Good points, except near the end, we don’t watch a databasie, we need a specific term there too. But they’re not films, they’re not movies. Many are what we would have once been happy to call non fiction multimedia. Still not sure why they still aren’t non fiction multimedia. But hey, I don’t even think they’re much about databases either, so for my money perhaps non fiction multimedia and programmatic non fiction?
I am not sure everyone agrees they are working on non-fiction projects. Arguably most of the work is fiction based.
The same is true with multimedia. There are a lot of projects that are not made up of a number of different media. Also, I find the term to not only be dated but also to be porous. It can mean a lot of things and does not necessarily refer to all that is implied.
I agree with you that “databasie” is a term that should not see the light of day (maybe it can see the dark of night?). But, what are the reservations about database? How are these projects not “about databases”?
The search is still on.
Point 100% taken Zach, but:
- Yes they are “databased” but they are not a data base, only!
They are narratives, stories, maps, meta-media, transmedia, multi-genre plots, etc . They use GUI or TUI but they focus their UX in the aesthetic experience of the content. They are not a back-office for on-line banking…
Sometime ago in a paper from the Media Lab Europe (WOOD, A., DAVENPORT, G., DONOVAN, B., AND STROHECKER, C. Stories for remote place: content, structure, device, trials. Archives & Museum Informatics, 2004, p. 2.) gave it a shot to defined this kind of content and experience in its point “4. Story: Experience, Structure, and Style”[Wood et al., 2004] :
“It is not easy to craft a narrative set of physically distributed fictional scenes which are to change according to a chaotic environment and are to be navigated in varied, unpredictable orders.
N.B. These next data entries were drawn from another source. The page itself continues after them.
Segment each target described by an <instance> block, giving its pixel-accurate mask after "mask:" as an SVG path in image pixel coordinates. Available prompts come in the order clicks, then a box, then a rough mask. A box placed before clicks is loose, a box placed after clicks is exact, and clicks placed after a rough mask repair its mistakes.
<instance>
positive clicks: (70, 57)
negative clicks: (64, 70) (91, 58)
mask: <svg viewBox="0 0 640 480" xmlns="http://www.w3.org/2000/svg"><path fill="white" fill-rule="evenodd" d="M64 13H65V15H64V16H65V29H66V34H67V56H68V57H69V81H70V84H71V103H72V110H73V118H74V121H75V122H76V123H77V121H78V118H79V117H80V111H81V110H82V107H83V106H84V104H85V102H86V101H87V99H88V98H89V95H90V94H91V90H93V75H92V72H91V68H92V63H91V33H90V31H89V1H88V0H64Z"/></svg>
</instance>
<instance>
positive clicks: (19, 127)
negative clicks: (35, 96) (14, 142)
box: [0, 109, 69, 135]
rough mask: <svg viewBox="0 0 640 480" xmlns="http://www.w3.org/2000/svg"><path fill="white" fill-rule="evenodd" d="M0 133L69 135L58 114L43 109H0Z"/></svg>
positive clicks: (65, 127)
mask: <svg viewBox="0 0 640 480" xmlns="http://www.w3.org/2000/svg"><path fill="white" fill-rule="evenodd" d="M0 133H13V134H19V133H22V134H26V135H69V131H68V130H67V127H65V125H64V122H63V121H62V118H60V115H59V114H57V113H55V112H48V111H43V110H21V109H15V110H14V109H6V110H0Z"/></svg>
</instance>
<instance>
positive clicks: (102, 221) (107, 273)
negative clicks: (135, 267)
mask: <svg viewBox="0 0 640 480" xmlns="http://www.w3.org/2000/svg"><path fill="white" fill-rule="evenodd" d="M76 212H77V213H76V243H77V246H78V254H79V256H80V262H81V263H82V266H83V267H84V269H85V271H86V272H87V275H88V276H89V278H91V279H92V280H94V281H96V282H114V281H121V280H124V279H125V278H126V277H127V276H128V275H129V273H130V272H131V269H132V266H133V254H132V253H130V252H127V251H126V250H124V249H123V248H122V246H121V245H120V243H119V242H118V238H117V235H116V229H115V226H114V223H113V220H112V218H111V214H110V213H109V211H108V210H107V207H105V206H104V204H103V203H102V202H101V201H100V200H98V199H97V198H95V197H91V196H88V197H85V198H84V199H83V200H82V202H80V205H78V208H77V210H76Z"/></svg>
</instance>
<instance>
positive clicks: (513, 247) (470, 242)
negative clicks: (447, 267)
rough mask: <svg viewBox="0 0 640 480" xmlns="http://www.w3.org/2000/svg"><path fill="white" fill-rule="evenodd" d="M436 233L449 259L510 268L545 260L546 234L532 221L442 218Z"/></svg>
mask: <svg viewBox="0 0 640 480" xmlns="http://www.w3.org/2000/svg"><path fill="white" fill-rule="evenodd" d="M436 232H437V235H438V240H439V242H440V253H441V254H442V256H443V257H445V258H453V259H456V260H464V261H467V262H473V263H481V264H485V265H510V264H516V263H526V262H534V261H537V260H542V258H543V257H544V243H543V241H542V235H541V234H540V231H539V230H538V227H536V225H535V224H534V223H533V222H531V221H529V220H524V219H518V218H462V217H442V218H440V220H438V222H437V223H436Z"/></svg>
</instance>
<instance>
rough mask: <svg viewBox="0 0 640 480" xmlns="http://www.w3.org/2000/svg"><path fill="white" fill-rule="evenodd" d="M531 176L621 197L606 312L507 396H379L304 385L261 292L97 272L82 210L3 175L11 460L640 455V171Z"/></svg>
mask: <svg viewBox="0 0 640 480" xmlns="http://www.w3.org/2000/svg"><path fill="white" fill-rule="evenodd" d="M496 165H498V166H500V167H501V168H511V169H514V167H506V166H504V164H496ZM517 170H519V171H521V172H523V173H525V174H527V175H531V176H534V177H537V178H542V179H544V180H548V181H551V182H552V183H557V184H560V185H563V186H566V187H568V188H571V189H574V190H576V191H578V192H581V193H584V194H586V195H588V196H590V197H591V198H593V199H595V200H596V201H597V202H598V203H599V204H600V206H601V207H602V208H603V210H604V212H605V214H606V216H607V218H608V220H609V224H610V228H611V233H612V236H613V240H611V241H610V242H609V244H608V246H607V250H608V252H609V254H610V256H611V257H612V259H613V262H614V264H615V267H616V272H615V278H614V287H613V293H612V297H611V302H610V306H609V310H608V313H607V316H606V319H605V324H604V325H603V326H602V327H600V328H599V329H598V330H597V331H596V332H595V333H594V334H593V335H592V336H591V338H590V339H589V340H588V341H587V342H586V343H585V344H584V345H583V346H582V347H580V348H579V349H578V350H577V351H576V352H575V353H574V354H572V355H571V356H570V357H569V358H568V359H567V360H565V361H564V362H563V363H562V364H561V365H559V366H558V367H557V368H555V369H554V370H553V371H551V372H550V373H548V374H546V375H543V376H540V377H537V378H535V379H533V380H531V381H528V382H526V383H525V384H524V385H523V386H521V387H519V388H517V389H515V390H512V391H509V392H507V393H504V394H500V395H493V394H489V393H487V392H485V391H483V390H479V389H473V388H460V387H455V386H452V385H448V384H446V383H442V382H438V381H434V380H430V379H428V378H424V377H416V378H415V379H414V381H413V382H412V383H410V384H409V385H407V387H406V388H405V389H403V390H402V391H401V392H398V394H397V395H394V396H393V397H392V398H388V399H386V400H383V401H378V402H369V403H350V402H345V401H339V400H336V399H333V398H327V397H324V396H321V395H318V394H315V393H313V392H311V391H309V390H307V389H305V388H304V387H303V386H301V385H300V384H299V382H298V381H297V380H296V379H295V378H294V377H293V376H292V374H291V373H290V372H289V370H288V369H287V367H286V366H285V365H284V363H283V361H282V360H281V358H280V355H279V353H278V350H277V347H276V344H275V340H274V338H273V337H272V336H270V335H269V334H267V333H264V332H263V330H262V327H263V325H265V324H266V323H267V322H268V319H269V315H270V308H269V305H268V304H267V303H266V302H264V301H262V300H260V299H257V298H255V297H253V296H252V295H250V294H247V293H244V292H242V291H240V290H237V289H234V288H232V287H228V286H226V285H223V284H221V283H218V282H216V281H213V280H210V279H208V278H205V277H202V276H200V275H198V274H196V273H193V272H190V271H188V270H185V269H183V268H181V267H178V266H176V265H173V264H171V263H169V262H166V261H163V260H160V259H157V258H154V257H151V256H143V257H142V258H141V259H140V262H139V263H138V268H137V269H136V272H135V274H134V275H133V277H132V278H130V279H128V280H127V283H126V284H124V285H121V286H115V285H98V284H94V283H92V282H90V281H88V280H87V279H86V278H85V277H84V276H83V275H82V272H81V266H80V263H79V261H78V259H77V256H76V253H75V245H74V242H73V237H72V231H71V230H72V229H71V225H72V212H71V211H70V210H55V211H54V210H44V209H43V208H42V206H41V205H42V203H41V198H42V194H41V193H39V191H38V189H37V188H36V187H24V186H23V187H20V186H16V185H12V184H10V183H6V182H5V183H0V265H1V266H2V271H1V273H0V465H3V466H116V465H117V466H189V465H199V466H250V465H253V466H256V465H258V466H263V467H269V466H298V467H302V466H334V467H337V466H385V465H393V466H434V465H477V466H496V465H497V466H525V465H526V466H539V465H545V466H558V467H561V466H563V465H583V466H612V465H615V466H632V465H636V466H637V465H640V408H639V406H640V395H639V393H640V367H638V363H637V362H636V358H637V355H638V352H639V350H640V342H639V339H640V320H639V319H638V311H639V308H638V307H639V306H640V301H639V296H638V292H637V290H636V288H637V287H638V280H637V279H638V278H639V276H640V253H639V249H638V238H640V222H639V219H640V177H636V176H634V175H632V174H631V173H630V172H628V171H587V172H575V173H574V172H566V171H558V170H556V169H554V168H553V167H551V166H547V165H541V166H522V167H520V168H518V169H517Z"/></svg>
Scene delivery must be guided by a meta-experience that provides overall coherence to the viewing of media in the space. Within a particular scene, certain features must be built-in to the narration so that every segment is guaranteed to both match audience environment and make sense given what has been heard already. These principles require three design tasks: defining an overall story experience, articulating a structure to technically enforce that experience, and developing a style to express context, theme, and plot.” [Wood et al., 2004]
This said, and we can find other frameworks that are probably as much as this, I don’t have any card up in my sleeve to come with a word/concept for the name of the “Rose” but I suspect it will be a non-linear, collaborative building-up process!
And It Already Started HERE!
Keep Posting!
By the way, why not a KISS approach? DataStory/DataStories? No?